Cirelli will be honored June 4, during the plenary session of SLEEP 2018, the 32nd annual meeting of the Associated Professional Sleep Societies in Baltimore.
“The Sleep Research Society awards recognize individuals who have made significant contributions to the field of sleep and circadian science,” said Dr. Sean P.A. Drummond, society president. PhD. “This year we had a number of high-quality nominees, so the decision was not easy. I congratulate each of the recipients of the 2018 awards and appreciate all that they have done to help the SRS achieve its mission to advance sleep and circadian science.”
Cirelli is a professor of psychiatry at the University of Wisconsin-Madison School of Medicine and Public Health. Her research aims to understand the function of sleep and clarify the functional consequences of sleep loss.
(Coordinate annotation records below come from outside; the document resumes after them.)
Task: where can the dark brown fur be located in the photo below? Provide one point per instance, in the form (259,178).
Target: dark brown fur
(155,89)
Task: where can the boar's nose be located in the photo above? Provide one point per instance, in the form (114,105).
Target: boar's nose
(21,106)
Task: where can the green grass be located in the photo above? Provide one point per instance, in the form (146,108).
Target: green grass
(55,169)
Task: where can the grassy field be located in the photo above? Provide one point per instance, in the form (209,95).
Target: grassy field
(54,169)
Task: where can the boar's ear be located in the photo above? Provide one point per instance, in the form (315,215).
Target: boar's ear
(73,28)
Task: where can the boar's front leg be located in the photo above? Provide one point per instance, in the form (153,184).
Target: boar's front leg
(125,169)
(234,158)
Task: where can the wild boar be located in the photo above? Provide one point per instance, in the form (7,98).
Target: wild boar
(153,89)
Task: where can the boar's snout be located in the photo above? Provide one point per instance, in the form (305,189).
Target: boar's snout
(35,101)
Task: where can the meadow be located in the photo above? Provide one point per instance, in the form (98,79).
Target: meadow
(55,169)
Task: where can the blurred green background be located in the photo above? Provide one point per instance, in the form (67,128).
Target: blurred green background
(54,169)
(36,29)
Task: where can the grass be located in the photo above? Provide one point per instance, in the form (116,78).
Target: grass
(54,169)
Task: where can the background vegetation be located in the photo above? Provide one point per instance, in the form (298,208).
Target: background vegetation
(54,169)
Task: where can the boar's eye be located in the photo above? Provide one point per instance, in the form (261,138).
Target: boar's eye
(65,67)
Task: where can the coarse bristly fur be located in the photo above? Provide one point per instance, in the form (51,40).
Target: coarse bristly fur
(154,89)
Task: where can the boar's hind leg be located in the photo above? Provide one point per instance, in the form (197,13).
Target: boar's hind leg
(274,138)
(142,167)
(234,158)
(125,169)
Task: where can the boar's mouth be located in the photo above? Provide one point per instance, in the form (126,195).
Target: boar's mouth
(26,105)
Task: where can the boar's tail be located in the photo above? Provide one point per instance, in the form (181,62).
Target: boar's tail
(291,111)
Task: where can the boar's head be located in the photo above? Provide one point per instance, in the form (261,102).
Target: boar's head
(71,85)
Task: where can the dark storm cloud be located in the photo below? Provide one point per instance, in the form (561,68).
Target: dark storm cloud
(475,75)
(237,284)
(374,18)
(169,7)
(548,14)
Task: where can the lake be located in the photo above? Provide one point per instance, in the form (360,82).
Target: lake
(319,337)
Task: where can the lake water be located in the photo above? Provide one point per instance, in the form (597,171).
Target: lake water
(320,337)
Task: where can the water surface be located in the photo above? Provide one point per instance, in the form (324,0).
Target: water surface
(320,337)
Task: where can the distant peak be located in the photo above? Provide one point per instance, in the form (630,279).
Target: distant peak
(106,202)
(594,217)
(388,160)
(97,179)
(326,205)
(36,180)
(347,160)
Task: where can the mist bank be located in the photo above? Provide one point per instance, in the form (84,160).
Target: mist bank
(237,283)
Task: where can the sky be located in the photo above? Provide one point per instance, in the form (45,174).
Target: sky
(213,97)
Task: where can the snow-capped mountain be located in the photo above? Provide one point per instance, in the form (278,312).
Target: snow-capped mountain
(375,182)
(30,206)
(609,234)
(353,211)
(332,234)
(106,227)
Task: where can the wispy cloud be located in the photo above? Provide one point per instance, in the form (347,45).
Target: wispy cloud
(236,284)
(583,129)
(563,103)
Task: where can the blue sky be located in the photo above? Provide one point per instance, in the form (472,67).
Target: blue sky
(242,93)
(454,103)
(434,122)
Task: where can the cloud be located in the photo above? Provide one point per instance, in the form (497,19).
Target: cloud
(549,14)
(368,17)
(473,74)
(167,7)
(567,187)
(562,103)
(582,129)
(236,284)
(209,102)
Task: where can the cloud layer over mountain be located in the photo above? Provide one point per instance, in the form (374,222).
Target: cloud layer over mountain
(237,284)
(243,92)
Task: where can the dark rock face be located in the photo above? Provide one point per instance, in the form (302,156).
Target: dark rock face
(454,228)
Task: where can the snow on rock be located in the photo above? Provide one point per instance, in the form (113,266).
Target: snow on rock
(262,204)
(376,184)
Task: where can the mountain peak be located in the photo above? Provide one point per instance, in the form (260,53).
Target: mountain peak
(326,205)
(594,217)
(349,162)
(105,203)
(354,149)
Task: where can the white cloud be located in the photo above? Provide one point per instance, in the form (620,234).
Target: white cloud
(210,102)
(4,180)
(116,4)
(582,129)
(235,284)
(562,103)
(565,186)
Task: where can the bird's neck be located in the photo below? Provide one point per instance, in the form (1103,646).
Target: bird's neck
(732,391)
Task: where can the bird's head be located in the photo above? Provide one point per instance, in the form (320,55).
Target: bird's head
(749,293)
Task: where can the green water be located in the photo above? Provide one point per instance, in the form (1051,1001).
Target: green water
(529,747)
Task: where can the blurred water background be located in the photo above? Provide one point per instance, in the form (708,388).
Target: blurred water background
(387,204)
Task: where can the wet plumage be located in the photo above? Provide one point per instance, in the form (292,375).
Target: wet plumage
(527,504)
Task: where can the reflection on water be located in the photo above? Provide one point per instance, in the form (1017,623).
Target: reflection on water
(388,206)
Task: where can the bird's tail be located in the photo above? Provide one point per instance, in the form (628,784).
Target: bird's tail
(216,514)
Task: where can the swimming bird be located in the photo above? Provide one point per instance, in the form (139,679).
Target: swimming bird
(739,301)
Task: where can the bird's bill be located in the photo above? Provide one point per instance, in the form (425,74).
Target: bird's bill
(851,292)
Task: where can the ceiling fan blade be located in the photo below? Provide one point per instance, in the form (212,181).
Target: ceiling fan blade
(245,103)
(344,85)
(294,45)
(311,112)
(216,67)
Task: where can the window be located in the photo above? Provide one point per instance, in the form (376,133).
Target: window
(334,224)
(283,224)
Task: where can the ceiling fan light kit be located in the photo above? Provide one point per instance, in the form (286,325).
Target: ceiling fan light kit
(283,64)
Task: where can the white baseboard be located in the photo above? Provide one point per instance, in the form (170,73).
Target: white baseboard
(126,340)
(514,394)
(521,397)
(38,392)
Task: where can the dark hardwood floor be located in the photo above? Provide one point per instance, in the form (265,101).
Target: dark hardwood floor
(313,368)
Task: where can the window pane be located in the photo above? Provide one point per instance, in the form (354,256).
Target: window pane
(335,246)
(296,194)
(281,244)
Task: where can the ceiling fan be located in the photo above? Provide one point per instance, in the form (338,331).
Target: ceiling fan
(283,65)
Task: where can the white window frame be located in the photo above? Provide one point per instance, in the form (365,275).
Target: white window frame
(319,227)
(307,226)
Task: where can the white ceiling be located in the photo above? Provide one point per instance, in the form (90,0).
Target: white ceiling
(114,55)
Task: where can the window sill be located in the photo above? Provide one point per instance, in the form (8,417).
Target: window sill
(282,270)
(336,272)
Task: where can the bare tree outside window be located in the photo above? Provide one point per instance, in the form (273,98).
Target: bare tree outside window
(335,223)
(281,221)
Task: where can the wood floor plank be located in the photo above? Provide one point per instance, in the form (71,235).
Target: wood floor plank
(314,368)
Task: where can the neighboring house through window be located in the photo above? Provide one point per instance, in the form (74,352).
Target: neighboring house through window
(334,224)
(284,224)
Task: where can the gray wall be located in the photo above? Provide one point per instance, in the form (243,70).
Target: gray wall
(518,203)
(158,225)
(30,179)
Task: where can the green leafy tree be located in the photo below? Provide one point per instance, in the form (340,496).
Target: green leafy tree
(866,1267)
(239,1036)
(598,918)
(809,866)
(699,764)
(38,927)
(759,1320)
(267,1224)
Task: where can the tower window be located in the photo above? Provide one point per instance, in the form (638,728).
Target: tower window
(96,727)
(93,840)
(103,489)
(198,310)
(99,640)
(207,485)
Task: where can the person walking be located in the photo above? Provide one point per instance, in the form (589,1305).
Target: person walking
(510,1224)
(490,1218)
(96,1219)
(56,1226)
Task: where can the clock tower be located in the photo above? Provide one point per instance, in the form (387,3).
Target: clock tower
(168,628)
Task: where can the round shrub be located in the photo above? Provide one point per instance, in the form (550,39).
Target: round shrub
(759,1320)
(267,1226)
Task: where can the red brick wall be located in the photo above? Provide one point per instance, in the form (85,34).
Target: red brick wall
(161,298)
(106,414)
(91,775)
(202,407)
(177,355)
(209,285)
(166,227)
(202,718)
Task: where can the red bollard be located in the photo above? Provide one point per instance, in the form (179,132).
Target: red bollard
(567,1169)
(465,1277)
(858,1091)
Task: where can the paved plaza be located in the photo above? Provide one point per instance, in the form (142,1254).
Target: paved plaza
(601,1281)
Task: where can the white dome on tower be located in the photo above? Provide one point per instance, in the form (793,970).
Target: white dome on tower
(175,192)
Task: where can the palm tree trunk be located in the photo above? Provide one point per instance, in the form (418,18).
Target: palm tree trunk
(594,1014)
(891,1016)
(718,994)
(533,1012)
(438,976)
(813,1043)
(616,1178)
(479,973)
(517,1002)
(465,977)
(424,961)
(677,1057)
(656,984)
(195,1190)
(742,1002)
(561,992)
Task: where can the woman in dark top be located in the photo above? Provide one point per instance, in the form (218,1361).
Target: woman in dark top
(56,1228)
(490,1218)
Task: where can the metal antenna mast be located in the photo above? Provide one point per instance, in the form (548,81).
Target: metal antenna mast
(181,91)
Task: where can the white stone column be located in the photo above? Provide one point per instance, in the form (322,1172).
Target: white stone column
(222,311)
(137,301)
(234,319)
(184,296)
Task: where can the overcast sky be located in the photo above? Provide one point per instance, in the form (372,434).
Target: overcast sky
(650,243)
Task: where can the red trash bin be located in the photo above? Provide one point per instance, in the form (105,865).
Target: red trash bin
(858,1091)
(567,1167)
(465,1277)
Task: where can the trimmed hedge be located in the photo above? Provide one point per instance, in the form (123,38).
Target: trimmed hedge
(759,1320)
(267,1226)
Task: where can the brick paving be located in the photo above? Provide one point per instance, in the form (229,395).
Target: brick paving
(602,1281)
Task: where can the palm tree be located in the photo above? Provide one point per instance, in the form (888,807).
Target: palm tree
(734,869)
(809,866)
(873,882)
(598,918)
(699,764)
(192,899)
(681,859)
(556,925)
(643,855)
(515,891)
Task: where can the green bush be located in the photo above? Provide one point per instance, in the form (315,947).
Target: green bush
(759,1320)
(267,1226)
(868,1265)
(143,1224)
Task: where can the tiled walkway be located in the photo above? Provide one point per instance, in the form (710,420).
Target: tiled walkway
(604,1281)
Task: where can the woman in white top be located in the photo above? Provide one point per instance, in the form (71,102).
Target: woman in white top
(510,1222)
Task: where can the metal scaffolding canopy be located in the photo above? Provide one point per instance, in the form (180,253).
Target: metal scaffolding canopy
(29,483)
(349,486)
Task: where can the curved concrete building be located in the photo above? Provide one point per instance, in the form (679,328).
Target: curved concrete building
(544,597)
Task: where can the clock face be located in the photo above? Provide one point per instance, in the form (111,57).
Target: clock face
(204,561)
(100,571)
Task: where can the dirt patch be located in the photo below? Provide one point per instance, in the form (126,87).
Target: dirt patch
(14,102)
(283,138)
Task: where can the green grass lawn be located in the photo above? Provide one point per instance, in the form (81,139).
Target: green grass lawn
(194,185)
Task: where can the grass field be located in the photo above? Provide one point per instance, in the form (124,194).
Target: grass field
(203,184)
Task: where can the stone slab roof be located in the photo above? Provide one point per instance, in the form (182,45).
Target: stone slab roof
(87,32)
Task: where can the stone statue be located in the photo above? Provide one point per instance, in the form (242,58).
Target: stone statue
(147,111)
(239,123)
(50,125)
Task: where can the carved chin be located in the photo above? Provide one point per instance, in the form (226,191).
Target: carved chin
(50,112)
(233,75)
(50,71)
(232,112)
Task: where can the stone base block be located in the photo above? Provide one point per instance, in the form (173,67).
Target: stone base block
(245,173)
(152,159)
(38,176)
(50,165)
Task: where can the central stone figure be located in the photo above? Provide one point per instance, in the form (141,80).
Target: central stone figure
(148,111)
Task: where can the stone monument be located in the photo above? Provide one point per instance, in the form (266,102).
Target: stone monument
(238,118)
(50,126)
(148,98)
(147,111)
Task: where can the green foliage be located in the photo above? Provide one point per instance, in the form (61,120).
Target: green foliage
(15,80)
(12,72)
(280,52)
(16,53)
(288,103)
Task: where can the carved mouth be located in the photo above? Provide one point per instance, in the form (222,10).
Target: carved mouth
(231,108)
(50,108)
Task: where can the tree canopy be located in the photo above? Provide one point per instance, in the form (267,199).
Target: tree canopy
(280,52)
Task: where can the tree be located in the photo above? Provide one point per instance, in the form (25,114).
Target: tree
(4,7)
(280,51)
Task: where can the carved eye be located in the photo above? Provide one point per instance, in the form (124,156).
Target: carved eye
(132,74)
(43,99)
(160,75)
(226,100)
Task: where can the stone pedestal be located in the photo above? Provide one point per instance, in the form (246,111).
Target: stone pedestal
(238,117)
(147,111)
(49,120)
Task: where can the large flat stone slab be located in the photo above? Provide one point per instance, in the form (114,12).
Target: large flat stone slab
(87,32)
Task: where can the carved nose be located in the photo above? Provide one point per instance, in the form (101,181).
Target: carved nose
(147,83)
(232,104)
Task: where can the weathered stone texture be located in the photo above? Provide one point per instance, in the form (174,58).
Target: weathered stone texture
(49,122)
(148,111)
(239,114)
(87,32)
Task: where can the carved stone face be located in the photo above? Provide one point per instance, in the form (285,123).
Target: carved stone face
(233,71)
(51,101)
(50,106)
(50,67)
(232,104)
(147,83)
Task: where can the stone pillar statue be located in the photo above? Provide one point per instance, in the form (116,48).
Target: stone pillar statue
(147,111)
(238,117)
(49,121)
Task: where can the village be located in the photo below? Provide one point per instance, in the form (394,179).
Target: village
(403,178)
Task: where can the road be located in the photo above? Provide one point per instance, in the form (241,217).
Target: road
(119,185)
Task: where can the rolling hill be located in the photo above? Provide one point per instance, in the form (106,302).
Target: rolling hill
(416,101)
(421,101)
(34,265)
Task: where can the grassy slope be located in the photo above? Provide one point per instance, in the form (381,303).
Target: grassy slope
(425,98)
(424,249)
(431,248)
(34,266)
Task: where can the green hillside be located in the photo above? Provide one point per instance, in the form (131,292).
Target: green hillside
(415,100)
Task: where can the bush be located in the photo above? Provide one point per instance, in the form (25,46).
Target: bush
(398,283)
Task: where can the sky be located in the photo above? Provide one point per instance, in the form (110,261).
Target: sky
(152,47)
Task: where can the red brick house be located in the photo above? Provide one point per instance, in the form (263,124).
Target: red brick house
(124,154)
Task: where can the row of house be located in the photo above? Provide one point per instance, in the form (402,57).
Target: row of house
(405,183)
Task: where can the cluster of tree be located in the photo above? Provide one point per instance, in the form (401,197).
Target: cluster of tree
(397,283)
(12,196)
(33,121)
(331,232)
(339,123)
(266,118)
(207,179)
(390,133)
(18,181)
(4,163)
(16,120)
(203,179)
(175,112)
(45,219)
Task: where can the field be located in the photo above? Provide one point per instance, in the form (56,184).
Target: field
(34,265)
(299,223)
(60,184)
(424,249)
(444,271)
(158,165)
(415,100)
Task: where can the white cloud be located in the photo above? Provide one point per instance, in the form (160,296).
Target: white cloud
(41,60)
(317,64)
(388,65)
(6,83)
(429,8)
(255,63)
Her team recently published the results of a four-year research project in the journal Science, including electron microscope photos from inside the brains of mice that suggest what happens in our own brain every day: Our synapses grow fat during the stimulation of daytime, then shrink by nearly 20 percent while we sleep, creating room for more growth and learning the next day
Cirelli’s team is also being honored for discovering the first extreme short sleeper mutant animal model, which they found via large-scale mutagenesis screening in fruit flies.